IDAHO FALLS, Idaho--An injection and a few minutes in a gentle beam of neutrons may someday ease the pain of severe rheumatoid arthritis for thousands of Americans.
In collaboration with the Department of Energy's Idaho National Engineering and Environmental Laboratory, physicist Jacquelyn Yanch of the Massachusetts Institute of Technology has devised a new way to kill the synovium, the lining that overgrows and ruins a joint afflicted with rheumatoid arthritis. She is testing the technique on rabbits and hopes to test it on humans in a few years.
Yanch injects a boron compound into an arthritic joint and exposes the joint to a beam of subatomic particles called neutrons. The boron absorbs some of the neutrons and forms a radioactive substance that quickly decays. Radiation from the decay kills the synovium and vanishes as soon as the neutron beam is turned off, since boron itself is not radioactive.

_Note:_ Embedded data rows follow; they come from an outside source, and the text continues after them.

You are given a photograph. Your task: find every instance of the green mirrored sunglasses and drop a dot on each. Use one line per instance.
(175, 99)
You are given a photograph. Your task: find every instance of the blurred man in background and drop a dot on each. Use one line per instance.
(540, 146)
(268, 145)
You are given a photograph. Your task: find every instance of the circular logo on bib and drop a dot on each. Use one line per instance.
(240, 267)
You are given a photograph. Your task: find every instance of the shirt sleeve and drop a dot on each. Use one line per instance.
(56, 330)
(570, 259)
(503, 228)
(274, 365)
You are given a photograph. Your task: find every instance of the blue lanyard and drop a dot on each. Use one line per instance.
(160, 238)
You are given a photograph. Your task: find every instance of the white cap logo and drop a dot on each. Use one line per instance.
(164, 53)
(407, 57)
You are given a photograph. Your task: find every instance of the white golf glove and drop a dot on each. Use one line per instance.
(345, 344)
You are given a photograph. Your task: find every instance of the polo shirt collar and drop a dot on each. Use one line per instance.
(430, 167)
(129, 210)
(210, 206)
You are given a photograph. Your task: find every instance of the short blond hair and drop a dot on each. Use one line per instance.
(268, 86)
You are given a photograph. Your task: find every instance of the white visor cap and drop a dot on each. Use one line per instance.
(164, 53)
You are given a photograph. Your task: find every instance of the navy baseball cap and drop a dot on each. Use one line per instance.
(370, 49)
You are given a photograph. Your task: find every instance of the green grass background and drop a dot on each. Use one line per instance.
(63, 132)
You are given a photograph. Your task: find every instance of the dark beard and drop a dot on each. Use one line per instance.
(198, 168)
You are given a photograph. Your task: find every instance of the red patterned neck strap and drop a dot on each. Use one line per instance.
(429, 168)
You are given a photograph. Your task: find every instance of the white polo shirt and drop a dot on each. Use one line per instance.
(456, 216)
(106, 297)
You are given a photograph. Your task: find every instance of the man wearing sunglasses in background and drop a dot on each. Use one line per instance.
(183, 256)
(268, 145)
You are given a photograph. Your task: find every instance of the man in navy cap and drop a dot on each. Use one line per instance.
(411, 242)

In helping develop the new arthritis treatment, INEEL, the DOE's leading nuclear technology laboratory, is applying and expanding its nuclear expertise. Advancing nuclear technologies is one of INEEL's assigned missions. For more than 10 years INEEL has conducted research on boron neutron capture therapy, a treatment for brain tumors that exploits the same interaction between boron and neutrons.
"This is an application for certain key technologies we've developed from the cancer program," said INEEL physicist David Nigg, who is collaborating with Yanch. "We're excited about it."
INEEL is studying the speeds and trajectories of the neutrons in the beam so Yanch and her coworkers can better estimate how much radiation they are administering.
The new technique should be more effective than surgery, which often fails to remove all the diseased tissue. It should be safer than an injection of a radioactive material, which kills the synovium, but leaves radioactivity in the body.